Ah, I see -- I was assuming.

It sounds like you're doing something unusual - tech docs are your friend. Believe me, I like unusual =)


----------



## tlupfer (Dec 12, 2007)

In case anyone else is curious, this works quite well with the N360. It's around 85% of the rohloff cable pull (unscientific measurement based on using just under 12 of 14 "gears").


----------



## No Skid Marks (Mar 10, 2010)

So does the Rohloff pull more cable? Do you have to twist less to change more? I don't like how the Nuvinci shifter has to move lots to shift little.


----------



## davidfrench (Jan 25, 2011)

tlupfer: do you have pics?
thanks


----------



## GTR-33 (Sep 25, 2008)

Drew Diller said:


> Sure it could work - dual cable pull, right? But, you lose the infinitely variable appeal of the NuVinci doing that. Rohloff shifters are indexed.

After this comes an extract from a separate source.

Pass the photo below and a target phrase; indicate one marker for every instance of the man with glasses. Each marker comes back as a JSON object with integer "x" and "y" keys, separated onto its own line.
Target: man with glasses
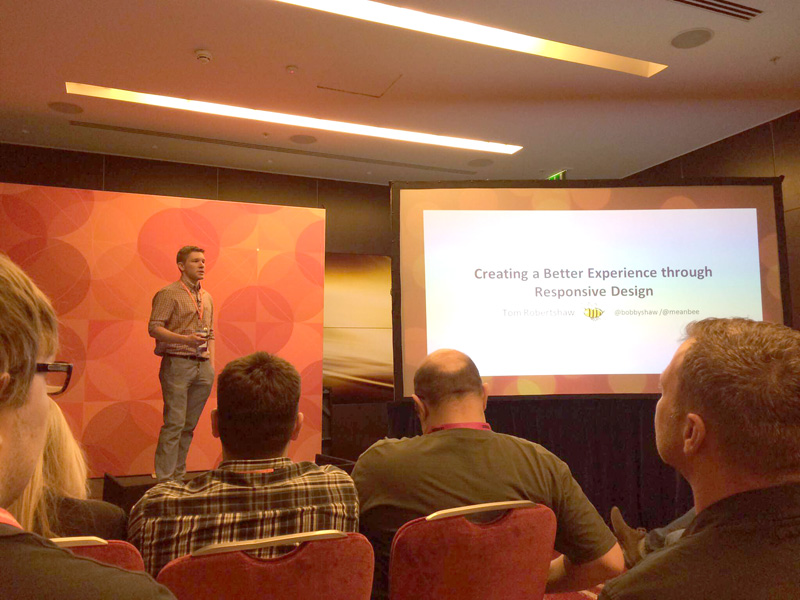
{"x": 181, "y": 323}
{"x": 33, "y": 567}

Rohloff indexing is in the hub. Shifter freely turns when not attached.


----------



## big_papa_nuts (Mar 29, 2010)

I actually had a few long conversations about the Nuvinci shifter recently. One with an engineer friend of mine where we designed a trigger shifter and electronic road brifter. And one with my Nuvinci rep, where we actually talked about the first conversation. 

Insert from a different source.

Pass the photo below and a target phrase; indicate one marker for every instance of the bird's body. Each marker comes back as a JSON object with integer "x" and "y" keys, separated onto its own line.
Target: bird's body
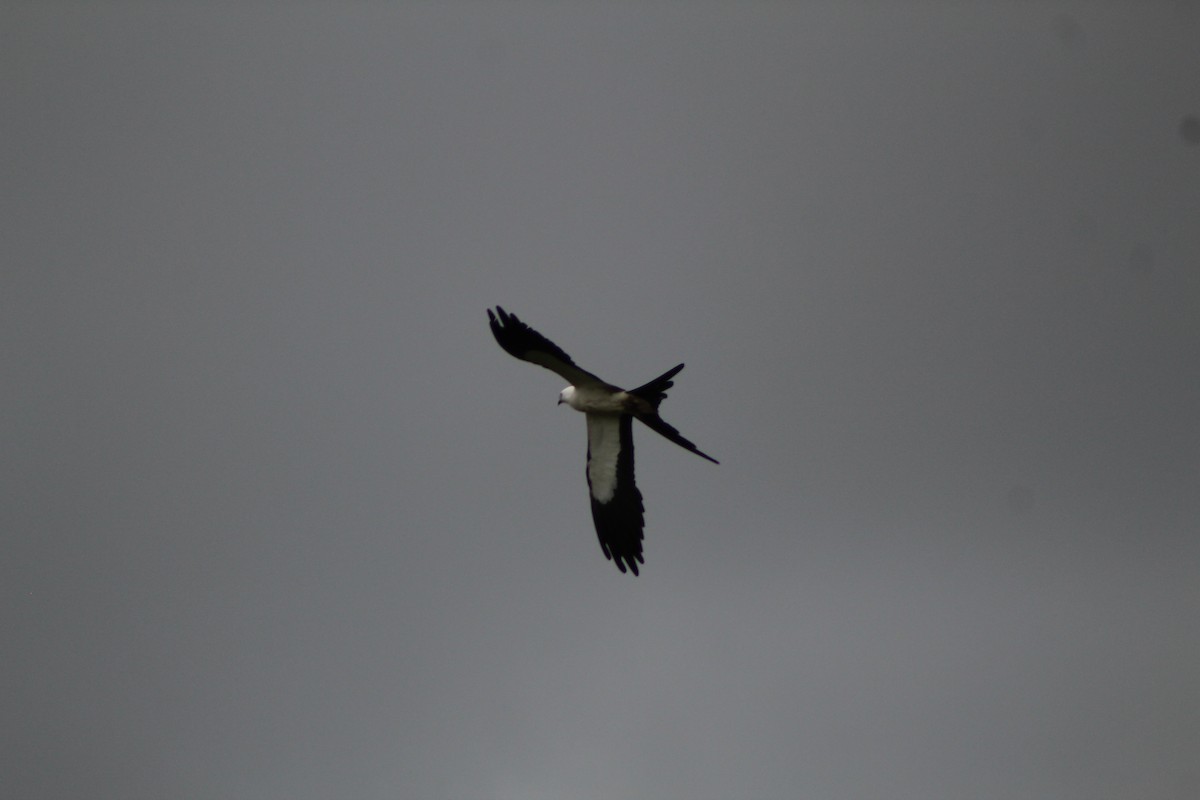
{"x": 616, "y": 501}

Long story short Nuvinci is working on a new shifter. It sounds like it's just going to be a slimmed down twist shifter. They aren't against a trigger shifter but my rep was telling me that they would rather just develop stuff and then try to find a market rather then develop stuff for the demand. He did say that if a company came to them with a big order and wanted a different style shifter they would be willing to come up with some stuff. He also said hey are willing to provide tech specs to anyone that wants to try to make something.


----------



## No Skid Marks (Mar 10, 2010)

No Skid Marks said:


> So does the Rohloff pull more cable? Do you have to twist less to change more? I don't like how the Nuvinci shifter has to move lots to shift little.


Anyone know?
Why the hate for Grip Shift from most people? I think it's arguably better for gearbox use as you aren't limited by how many gears you can shift at once like a mech. So multi shifts are easier with grip possibly than triggers.
I'll have to try a grip shift on my Alfine 8 too see. The Zerode modified Sram trigger is pretty good though. Can change enough gears in one hit for DH usage.


----------



## meepsonwheels (Apr 27, 2014)

No Skid Marks said:


> Anyone know?
> Why the hate for Grip Shift from most people?

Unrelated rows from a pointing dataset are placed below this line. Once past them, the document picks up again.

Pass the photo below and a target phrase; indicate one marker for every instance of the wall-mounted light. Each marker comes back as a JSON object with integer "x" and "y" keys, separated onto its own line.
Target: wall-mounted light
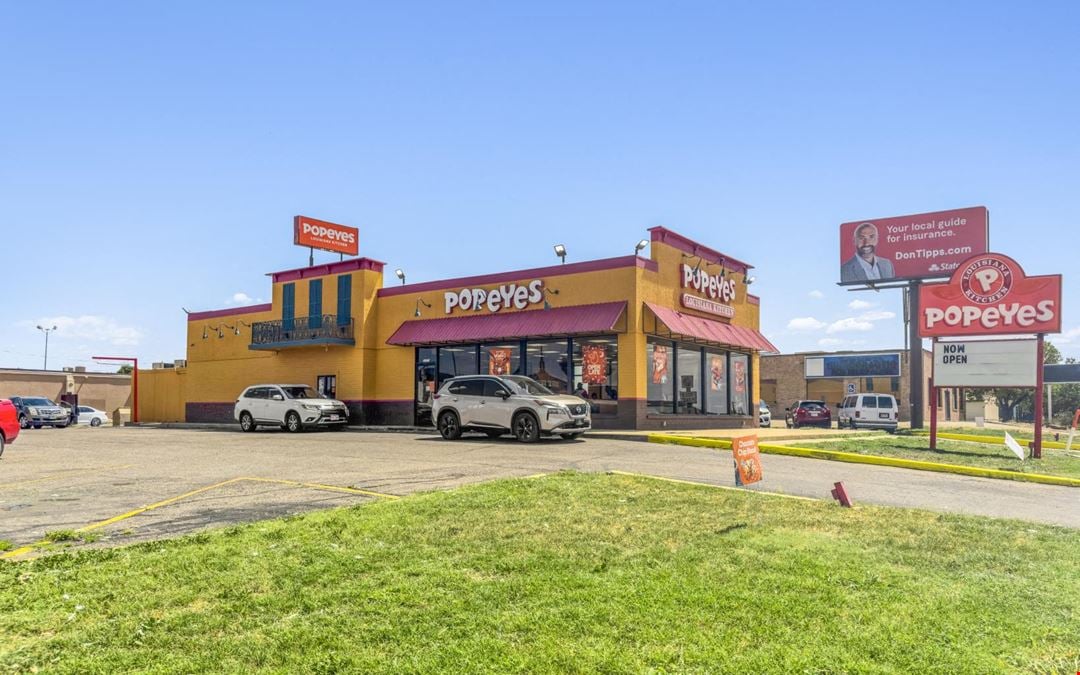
{"x": 548, "y": 292}
{"x": 561, "y": 252}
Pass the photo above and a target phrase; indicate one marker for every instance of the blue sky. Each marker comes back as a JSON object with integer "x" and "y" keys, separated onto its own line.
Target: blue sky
{"x": 152, "y": 156}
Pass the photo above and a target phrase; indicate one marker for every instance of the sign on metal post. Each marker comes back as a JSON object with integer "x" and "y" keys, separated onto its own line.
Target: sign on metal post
{"x": 985, "y": 363}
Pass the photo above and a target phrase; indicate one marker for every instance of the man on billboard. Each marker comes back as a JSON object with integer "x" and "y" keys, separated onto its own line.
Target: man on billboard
{"x": 865, "y": 265}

I don't think it's necessarily grip shifters, but the incredibly cheesy design with the giant plastic indicator that Nuvinci makes. I'm currently considering getting one, but this is a huge turn-off for me.


----------



## Agwan (Feb 16, 2011)

Has anyone thought to try and build something like a Pauls Thumbie barcon? I imagine the standard downtube shifter and a Nuvinci have vastly different throws. but I wonder how different. as in, would a travel agent get it in the ball park? or would the entire barcon need to be made?

seems that kind of shifter lends itself to the indexless idea. you'd need actual numbers to even know if such an idea was remotely possible.


----------